3. In het vierde lid (nieuw) wordt ‘2015’ vervangen door: 2016.

4. Aan het vijfde lid (nieuw) wordt na ‘artikel 2, tweede lid, onder d’ toegevoegd: , over de activiteiten gefinancierd met de middelen bedoeld in artikel 2, lid 2 onder b, 1° en 2°, en over het plan van aanpak, gefinancierd met de middelen, bedoeld in artikel 2, lid 2, onder b, 3°, uiterlijk 1 september 2016.

D

In artikel 8, tweede lid, wordt ‘2015’ vervangen door: 2016.

E

Artikel 10 wordt als volgt gewijzigd:

1. In het eerste lid wordt artikel 7, derde lid’ vervangen door: artikel 7, vierde lid.

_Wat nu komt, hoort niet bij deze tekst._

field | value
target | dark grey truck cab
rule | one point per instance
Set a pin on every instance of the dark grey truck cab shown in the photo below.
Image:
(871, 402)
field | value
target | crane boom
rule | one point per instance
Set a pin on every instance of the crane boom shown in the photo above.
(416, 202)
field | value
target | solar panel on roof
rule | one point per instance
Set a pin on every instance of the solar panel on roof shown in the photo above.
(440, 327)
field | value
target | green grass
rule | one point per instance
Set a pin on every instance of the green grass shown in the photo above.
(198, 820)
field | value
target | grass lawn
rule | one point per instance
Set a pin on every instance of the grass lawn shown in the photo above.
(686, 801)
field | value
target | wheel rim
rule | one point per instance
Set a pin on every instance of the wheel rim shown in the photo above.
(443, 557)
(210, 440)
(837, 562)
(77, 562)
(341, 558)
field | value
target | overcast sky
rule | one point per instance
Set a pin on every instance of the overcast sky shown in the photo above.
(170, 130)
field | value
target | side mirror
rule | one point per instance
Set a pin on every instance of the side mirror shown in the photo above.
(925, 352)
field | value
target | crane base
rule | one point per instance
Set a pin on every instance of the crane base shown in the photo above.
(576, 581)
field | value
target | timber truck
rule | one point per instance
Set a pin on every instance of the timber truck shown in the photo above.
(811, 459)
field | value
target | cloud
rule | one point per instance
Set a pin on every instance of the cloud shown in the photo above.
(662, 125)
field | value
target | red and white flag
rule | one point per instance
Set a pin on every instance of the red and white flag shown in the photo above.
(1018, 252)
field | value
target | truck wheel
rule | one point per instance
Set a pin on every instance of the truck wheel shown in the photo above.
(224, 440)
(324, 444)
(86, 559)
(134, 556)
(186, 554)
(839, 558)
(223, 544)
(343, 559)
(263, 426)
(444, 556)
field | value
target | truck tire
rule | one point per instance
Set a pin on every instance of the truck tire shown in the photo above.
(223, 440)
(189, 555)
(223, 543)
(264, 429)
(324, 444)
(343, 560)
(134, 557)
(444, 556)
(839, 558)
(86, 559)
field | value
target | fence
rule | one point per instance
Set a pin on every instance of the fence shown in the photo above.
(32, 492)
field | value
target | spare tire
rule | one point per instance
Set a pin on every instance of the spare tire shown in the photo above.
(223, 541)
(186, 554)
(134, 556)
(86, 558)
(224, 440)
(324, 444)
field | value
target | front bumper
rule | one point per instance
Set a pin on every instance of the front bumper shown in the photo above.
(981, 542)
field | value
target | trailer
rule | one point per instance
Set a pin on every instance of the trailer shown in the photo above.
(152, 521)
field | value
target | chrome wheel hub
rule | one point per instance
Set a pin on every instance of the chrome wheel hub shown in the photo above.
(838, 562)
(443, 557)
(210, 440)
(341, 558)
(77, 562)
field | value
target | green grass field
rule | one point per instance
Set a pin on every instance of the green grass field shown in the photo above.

2. In het tweede lid wordt ‘artikel 7, vierde lid,’ vervangen door: artikel 7, vijfde lid, en ‘2015’ door: 2016.

F

In artikel 14, tweede lid, wordt ‘2015’ vervangen door: 2016.

ARTIKEL II INWERKINGTREDING

Deze regeling treedt in werking met ingang van de dag na de datum van uitgifte van de Staatscourant waarin zij wordt geplaatst.

Deze regeling zal met de toelichting in de Staatscourant worden geplaatst.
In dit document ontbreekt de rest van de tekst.